O
casamento deles andava morno. Os dois fingiam não reconhecer isso, mas chegou chegara o momento em que não dava mais para disfarçar. Foi então que uma noite, depois
de jantarem, Clodoaldo falou meio sem jeito para Tâmara:
--
Acho que devemos dar um tempo.
--
Concordo -- disse ela prontamente.
--
Amanhã vou dar entrada nos papéis.
--
Ótimo. -- E completou, depois de um breve intervalo: -- Não faço questão de
muita coisa. Vendemos o apartamento, e você me dá a metade. Fico também com um
dos carros, e com Totó.
--
Ah, isso não! Totó é meu.
--
Seu? Por quê? Fui eu que sempre dei comida, limpei o xixi, cuidei dele quando
ficou doente.
--
Mas eu fui quem lhe deu o nome.
--
Um nome, por sinal, originalíssimo! -- ironizou Tâmara.
--
E você queria “Brad Pitt”! “Brad Pitt Bull”! Ridículo... Não entende nada de
cães.
--
E você não entende nada de mulheres.
Totó,
que cochilava perto dos dois, parecia perceber que era o assunto da
conversa.
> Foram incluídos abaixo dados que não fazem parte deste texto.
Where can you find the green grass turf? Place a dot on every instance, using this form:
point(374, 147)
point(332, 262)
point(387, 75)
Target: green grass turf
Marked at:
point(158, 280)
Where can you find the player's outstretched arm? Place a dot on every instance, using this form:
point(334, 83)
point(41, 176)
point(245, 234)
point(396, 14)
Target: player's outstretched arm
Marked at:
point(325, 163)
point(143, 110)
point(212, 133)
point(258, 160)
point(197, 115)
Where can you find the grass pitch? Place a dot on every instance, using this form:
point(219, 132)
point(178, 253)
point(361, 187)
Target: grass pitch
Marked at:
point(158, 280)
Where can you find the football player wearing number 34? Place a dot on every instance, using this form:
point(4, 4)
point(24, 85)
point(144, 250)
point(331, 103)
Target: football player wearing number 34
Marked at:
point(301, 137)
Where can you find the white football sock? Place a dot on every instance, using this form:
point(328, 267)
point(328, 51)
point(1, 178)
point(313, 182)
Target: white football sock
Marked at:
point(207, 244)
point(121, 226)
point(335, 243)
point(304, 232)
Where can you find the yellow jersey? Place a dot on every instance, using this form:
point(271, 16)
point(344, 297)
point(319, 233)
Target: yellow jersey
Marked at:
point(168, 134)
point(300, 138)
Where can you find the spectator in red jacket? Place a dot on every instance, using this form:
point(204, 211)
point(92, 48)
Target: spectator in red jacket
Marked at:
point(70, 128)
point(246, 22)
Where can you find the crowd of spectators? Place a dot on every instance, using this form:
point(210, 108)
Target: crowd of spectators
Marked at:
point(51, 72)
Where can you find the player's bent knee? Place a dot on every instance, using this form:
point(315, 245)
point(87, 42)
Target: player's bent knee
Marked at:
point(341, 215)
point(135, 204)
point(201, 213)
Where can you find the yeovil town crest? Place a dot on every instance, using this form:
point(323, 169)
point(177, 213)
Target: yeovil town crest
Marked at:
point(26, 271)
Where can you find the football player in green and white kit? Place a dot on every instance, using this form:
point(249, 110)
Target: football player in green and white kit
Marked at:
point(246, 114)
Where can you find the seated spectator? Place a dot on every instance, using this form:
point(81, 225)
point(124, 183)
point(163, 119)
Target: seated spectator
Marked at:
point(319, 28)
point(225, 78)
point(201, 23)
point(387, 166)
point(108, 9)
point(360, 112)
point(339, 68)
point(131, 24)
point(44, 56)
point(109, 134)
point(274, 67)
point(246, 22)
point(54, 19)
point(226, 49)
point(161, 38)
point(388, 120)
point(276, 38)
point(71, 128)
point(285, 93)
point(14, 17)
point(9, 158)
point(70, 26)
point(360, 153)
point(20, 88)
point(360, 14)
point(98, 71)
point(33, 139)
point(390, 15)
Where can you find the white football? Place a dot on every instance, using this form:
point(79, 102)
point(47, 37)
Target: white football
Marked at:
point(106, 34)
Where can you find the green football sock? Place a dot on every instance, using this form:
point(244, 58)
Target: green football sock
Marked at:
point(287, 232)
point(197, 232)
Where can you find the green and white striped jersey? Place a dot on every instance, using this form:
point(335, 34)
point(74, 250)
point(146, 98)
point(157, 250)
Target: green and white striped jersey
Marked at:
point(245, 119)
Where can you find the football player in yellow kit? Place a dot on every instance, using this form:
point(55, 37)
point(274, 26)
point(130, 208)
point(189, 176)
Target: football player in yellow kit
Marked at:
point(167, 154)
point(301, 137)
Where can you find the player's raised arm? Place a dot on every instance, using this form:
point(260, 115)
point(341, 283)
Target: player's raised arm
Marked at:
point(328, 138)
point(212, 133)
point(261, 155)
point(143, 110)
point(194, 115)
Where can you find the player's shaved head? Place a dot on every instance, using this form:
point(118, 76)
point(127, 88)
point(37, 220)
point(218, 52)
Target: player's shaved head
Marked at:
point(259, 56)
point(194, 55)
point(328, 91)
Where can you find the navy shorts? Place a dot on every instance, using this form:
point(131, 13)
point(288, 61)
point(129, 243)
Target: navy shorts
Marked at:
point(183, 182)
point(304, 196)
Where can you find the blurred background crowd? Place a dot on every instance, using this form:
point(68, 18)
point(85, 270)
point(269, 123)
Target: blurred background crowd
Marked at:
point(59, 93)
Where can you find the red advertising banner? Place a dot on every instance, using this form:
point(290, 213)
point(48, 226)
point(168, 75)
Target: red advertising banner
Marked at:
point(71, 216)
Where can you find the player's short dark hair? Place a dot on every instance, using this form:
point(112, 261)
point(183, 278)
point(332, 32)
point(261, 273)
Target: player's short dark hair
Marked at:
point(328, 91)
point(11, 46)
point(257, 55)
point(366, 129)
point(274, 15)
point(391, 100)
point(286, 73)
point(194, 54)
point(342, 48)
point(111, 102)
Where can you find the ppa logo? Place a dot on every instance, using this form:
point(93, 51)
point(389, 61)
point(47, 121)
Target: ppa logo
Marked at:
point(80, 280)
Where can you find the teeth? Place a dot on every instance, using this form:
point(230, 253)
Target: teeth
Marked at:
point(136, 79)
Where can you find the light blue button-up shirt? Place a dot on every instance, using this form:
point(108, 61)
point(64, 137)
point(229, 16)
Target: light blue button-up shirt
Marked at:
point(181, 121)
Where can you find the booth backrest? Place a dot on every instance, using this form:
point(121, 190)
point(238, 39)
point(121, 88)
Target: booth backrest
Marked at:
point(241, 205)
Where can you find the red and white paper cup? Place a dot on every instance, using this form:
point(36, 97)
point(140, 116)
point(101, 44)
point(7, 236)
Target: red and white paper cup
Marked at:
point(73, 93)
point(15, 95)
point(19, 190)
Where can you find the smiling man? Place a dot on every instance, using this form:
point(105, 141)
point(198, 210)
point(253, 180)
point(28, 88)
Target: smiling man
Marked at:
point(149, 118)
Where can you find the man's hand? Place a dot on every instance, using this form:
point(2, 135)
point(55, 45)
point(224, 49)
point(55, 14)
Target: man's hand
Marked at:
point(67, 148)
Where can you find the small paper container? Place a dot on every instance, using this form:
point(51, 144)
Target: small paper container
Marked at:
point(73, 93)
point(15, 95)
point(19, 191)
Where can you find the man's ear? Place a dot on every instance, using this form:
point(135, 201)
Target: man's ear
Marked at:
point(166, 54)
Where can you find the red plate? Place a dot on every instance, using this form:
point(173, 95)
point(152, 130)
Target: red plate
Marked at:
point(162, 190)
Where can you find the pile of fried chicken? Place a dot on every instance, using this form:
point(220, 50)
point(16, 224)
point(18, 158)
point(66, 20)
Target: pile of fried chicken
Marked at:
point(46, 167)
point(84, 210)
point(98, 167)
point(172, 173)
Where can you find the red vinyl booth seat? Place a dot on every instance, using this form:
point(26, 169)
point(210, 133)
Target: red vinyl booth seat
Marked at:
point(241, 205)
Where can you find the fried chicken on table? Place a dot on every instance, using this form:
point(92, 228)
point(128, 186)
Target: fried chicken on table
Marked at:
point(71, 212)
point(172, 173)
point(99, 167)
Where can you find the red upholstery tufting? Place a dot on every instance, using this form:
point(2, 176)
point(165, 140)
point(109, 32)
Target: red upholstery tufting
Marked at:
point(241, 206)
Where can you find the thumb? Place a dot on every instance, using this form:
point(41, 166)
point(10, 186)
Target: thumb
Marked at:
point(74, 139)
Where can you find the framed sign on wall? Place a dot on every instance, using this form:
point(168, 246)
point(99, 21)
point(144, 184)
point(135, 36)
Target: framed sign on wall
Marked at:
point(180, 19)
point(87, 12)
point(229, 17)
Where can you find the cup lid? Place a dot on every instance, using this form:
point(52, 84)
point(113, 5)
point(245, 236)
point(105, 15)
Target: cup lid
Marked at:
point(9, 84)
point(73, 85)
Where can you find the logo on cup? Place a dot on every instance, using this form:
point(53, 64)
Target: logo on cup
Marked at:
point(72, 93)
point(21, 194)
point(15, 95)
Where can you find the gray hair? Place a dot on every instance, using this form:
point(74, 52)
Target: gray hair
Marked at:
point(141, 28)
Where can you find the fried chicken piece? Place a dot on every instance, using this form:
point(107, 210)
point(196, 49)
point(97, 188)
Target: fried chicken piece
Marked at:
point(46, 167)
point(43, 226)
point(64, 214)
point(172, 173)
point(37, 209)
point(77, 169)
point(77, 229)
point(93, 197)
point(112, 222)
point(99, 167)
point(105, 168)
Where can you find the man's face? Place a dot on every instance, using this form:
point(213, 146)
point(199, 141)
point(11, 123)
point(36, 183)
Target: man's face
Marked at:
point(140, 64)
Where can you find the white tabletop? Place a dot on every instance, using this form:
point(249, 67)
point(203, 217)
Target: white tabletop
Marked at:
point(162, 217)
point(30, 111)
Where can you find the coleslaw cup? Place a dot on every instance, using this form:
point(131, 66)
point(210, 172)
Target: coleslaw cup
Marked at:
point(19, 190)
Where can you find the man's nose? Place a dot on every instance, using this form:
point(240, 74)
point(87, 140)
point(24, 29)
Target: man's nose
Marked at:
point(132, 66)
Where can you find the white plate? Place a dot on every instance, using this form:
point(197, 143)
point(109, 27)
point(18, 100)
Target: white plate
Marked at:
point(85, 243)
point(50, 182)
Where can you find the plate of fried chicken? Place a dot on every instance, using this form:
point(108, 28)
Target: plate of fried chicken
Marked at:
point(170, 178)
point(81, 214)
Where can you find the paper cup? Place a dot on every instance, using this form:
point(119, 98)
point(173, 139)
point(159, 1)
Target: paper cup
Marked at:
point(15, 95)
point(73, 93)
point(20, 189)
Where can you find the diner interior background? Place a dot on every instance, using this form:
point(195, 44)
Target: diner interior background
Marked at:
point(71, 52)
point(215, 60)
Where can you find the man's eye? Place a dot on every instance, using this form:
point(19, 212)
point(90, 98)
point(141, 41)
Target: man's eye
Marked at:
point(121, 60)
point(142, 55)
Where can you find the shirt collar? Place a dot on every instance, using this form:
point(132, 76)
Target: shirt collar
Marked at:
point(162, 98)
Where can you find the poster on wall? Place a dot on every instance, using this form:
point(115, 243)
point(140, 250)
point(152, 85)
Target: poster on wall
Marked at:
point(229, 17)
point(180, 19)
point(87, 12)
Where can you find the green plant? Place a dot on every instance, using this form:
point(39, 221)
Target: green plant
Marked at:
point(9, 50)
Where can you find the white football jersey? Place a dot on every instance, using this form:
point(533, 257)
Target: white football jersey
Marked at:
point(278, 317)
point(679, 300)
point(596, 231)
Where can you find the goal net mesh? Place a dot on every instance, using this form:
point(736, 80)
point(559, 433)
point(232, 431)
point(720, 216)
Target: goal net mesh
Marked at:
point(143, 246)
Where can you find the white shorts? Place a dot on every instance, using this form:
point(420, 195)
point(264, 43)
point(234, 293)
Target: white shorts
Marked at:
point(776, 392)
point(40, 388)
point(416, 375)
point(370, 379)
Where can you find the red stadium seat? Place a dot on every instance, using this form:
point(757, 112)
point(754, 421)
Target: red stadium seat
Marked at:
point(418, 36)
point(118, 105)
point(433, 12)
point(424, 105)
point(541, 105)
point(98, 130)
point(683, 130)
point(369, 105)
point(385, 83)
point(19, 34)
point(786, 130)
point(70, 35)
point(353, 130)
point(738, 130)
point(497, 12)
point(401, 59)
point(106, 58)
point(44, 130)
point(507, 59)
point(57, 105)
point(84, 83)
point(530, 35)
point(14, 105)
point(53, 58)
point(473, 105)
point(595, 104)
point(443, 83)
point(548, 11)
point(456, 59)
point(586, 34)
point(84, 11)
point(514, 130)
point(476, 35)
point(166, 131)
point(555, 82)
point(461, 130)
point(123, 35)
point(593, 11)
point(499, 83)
Baixou uma orelha e eriçou a outra, como se quisesse escutar
melhor.
--
Ou levo Totó comigo, ou não me separo! -- sentenciou a mulher.
--
O mesmo digo eu. Sem Totó, não há separação!
Ficaram uns dias nisso, chateando-se
mutuamente e agora em rixa declarada por causa do cachorro. Então Clodoaldo
teve a ideia:
--
Vamos deixar que ele decida.
--
Ele?! .Como?
--
Botamos nossas malas na sala e fingimos que vamos sair de casa. Cada um chama
Totó. Vamos ver para quem ele se dirige. O vencedor o ganha para sempre.
Tâmara
aprovou. Tinha com o cachorro uma convivência mais íntima do que o marido, que
se limitava a levá-lo para passear e fazer as necessidades fora do apartamento.
Clodoaldo via nesse encargo seu trunfo; confiava na atração que os machos têm
pela liberdade.
Fizeram
como planejado. O cão se habituara a vê-los preparar as malas para viajar.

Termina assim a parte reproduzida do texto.